It's wedding season again, and couples all over the U.S. will recite that inane quote from Ruth 1:16-17:
And Ruth said, Entreat me not to leave thee, or to return from following after thee: for wither thou goest, I will go; and where thou lodgest, I will lodge: thy people shall be my people, and thy God my God. (17) Where thou diest, will I die, and there will I be buried: the LORD do so to me, and more also, if aught but death part thee and me.
Ruth said this to her mother-in-law, another woman, not to her husband. After the death of both women's husbands, Ruth declares her intention to stay with her mother-in-law, Naomi, rather than be left behind when Naomi remarries. What other choice did Ruth have? Prostitution? Panhandling? In the end Ruth marries one of Naomi's relatives, has kids, and YIPPEE! God's plan is restored.

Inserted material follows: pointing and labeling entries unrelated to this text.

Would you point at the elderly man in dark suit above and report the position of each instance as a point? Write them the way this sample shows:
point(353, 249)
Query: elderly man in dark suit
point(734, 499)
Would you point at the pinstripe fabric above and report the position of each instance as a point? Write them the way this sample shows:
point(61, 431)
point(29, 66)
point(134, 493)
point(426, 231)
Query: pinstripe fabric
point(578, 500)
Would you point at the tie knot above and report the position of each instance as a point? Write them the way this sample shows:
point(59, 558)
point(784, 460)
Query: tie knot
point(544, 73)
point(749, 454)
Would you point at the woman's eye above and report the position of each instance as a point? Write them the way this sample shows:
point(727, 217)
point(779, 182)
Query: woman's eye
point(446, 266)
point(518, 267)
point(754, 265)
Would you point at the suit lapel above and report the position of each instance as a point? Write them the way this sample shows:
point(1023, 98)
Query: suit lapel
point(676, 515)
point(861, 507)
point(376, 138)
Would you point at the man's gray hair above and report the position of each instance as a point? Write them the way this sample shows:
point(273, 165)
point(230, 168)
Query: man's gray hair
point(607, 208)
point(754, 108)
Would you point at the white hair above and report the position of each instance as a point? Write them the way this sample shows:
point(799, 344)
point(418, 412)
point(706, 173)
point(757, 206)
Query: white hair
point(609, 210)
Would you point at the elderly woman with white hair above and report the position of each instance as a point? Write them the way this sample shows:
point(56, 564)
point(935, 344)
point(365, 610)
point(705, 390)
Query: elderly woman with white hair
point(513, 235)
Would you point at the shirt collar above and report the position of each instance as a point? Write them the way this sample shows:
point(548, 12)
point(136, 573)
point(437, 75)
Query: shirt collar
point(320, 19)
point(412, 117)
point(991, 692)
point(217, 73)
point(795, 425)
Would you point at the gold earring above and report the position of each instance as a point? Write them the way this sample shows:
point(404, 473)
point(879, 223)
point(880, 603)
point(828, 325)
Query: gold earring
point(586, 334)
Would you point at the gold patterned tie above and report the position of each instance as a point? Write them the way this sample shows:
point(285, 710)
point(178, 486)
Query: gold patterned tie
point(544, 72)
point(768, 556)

Family loyalty is supposedly mandated by the Commandment "Thou Shalt Obey they Mother and Father." There is no corollary commandment to parents to care for their children. Perhaps the Old Guy in the Sky assumed that even the most evil of parents would do this without being commanded to do it. The "moral" of this story is that once you've been given away to your husband's family, you belong to them forever. If you're going to use this at a wedding, it should probably be said by the bride while facing her future husband's family. It has nothing to do with a promise to him.
This of course derives from the comandment to honor thy father & mother. Naomi has become Ruth's mother by virtue of marriage. She gets married off to someone else in the family, which may have been due more to pity or obligation than to any love-matching. Again, nothing to do with modern marriage practices.
Ruth wasn't expressing loyalty or even love. She was expressing her obedience to an archaic notion that women are possessions. She was essential declaring that she was indeed Naomi's baggage and putting a tag on herself.